Sim, creio que tem que haver as questões amorosas e as questões de limite e de cuidados. A função paterna para nós tinha a ver com a assembleia, com esse espaço…, também creio que a função paterna era poder bancar a crise, todas essas provas às quais os pequenos se submetiam. Capacidade para bancar isso, a capacidade para por os limites que era preciso por nesse momento. Mas, creio que a assembleia foi a chave, a partir da assembleia pudemos trabalhar muito o tema da palavra. Eram pequenos que não falavam, seus recursos eram a violência, quebrar uma garrafa e botar no pescoço do outro, rapidamente íamos a situações extremas.

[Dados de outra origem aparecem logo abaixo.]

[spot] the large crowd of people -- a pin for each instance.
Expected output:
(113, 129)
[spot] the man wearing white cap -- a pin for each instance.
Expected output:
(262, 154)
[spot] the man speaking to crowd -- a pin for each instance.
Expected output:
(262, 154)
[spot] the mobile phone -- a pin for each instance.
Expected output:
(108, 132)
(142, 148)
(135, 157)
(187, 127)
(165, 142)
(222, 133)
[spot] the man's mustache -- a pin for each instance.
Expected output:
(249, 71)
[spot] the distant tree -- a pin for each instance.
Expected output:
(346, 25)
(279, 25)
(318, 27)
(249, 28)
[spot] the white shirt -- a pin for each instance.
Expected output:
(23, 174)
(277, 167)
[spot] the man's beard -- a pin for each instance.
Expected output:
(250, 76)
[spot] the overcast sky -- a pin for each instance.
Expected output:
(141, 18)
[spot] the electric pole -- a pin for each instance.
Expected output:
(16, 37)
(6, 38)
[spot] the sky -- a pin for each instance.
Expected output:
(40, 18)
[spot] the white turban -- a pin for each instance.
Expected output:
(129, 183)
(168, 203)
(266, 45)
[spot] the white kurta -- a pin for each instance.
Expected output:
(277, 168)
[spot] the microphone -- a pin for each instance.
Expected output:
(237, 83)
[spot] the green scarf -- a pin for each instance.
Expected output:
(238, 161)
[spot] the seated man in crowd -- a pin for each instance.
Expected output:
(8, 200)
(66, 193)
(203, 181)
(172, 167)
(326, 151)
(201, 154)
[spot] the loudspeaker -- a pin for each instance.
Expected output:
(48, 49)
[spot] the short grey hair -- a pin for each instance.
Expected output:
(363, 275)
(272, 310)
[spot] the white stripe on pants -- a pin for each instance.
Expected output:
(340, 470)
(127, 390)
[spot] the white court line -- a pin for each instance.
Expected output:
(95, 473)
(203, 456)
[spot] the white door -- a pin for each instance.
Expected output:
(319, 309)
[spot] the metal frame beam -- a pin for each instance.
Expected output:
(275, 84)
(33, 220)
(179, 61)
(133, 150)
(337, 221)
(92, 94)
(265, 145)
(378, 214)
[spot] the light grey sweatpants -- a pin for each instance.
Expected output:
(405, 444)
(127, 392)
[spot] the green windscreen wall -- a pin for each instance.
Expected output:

Foi muito importante instalar que havia um espaço para falar e que era preciso falar dos problemas… Conto assim facilmente, mas havia assembleias em que estavam todos mudos e nós com um livrinho fazendo de conta que não nos importávamos, até que pudessem falar, porque a lógica que tentavam instalar era a lógica do cárcere, da dominação pelo mais forte. Creio que a função paterna passava um pouco por aí… e a função materna, em torno dos cuidados e do amor, que pudessem ter comida gostosa, todas essas questões; cantávamos para eles de noite com o violão, podíamos ler contos para eles. Era impressionante ver meninos grandes de 14, 15 anos que, diante de um conto, ficavam fascinados, vê-los brincar com carrinhos, se soltarem, não estarem numa posição tão defensiva…

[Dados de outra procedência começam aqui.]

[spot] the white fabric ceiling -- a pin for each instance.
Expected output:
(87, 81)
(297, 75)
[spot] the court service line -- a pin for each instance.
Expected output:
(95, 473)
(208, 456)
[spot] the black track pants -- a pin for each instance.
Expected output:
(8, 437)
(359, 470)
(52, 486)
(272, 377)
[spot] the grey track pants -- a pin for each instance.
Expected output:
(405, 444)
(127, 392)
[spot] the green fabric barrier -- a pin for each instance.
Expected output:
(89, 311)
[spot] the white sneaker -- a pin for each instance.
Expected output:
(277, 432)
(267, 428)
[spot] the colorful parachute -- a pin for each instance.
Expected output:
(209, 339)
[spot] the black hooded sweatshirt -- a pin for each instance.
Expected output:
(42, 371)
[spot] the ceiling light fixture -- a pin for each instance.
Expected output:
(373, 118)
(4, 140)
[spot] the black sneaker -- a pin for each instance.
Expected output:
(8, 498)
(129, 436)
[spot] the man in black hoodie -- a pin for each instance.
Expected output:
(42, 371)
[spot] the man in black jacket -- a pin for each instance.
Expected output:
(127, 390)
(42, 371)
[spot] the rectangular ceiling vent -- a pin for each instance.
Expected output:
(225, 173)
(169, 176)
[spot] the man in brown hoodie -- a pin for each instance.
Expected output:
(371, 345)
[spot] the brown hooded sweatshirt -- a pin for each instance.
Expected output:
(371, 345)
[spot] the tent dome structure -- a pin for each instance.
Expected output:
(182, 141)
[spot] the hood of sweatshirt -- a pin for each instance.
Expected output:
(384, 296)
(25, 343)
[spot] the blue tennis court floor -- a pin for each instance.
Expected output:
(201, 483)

Parece interessante esta Idea da função paterna ligada à assembleia, não é uma autoridade que se impõe, mas algo que tem a ver com a tomada da palavra, certo respeito com a palavra…

Sim, foi um espaço de formação para todos.

Com qual dificuldade você se encontrou particularmente? Imagino que bastante. Há alguma coisa que você queira ressaltar…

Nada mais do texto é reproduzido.